Doré fue siempre en la misma línea, porque no solo alcanzó celebridad por El Quijote, sino también por la Biblia y por la Divina comedia. Fue él quien sirvió la imagen clásica que generaciones de lectores comunes y artistas de otras disciplinas tuvieron de personajes tan legendarios como los que aparecen en esos libros del canon occidental hasta bien entrado este siglo. Doré nació en Estrasburgo y con solo quince años fue contratado por Charles Philipon para que hiciera una litografía por semana. Con veinte años, ilustra obras de Lord Byron y eso le abre las puertas para ilustrar a escritores ingleses, como ocurrió de hecho con El cuervo de Edgar Allan Poe. La inspiración para ilustrar El Quijote la encontró en España, evidentemente, pues en 1862 viajó por todo el país con el barón Davillier. Cuando le tocó el turno a Londres, después de firmar un contrato con la editorial Grant & Co por 10.000 libras esterlinas al año, al éxito comercial se le sumaron las críticas de quienes se escandalizaron de que Doré mostrara la pobreza londinense. Qué atrevimiento. El periódico Art Journal lo acusó de “fantasioso más que de ilustrador”, pero a partir de ahí le llovieron los encargos.

¿Qué tiene el 23 de enero para que mueran tantos pintores?

Veinte años antes de morir Doré, nacía Edvard Munch, capaz de convertir todas las emociones humanas en arquetipos de la vida anímica del hombre moderno. ¿Qué es, si no, lo que representan Don Quijote y Sancho Panza, según nos descubrieron los románticos? El idealismo y el pancismo que se encierran y mezclan dentro de cualquiera de nosotros en proporciones relativas a nuestras personalidades y circunstancias.

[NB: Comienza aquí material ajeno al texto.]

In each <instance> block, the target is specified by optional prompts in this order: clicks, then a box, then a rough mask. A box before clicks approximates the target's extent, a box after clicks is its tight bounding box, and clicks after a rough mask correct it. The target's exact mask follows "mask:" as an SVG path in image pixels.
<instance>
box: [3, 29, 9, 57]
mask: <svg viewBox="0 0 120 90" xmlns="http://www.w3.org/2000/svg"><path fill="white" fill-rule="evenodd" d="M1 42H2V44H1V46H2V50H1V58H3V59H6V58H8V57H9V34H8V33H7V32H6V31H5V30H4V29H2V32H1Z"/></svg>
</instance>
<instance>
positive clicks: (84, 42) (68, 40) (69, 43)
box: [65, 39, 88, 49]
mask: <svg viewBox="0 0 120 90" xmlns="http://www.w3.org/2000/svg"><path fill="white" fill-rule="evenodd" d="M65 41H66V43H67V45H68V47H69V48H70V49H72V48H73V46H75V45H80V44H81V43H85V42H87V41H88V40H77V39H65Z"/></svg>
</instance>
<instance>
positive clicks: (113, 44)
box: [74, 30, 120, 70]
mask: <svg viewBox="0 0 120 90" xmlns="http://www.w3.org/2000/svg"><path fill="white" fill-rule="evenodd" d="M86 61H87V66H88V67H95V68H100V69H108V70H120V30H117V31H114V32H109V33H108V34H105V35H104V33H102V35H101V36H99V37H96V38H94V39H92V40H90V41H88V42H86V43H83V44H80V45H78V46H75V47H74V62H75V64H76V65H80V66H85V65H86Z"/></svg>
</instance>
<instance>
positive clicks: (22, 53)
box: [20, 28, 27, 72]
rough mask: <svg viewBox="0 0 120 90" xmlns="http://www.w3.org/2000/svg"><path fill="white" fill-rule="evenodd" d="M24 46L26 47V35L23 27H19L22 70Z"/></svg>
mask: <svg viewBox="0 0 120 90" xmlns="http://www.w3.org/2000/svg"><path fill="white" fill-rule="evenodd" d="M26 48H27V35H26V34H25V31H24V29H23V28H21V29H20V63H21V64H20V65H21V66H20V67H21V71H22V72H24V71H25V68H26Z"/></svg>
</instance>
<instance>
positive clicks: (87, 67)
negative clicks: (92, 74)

Munch abundó en sus obras en todos los sentimientos humanos que el expresionismo iba a explotar a continuación: la soledad (Melancolía), la angustia (El grito), la muerte (Muerte de un bohemio) o el erotismo (El beso). Munch llegó a decir que al igual que Leonardo da Vinci diseccionó cuerpos para conocer al ser humano, él intentaba diseccionar almas para llegar a lo más profundo aún. Y a sí mismo se tomó como modelo para su cuadro más famoso, como apuntó en 1892 al explicar la génesis de El grito: “Iba por la calle con dos amigos cuando el sol se puso. De repente, el cielo se tornó rojo sangre y percibí un estremecimiento de tristeza. Un dolor desgarrador en el pecho. Me detuve; me apoyé en la barandilla, preso de una fatiga mortal. Lenguas de fuego como sangre cubrían el fiordo negro y azulado y la ciudad. Mis amigos siguieron andando y yo me quedé allí, temblando de miedo. Y oí que un grito interminable atravesaba la naturaleza”.

¿Qué tiene el 23 de enero para que mueran tantos pintores?

Cuando murió Munch, ya había pintado lo principal de su obra Salvador Dalí, que también habría de morir un 23 de enero. Dalí será el surrealista de que no se conformó con el lienzo sino que buscó otros soportes más en consonancia con el tiempo que le tocó vivir, como la escultura, la fotografía y, sobre todo, el cine. Parecía muy original pero en realidad se dejó influir por todo, desde las pinturas rupestres hasta el Renacimiento; desde el Barroco hasta las vanguardias que ni siquiera en sus días de juventud estaban consolidadas porque lo andaban esperando a él, el autor de La persistencia de la memoria, ese cuadro de 1931 -qué año tan de transición entre la deshumanización y la rehumanización del arte- más conocido como “Los relojes blandos”. Qué metáfora tan dura, tan manriqueña, tan universal: al tiempo no lo convence ni el arte, y menos un 23 de enero.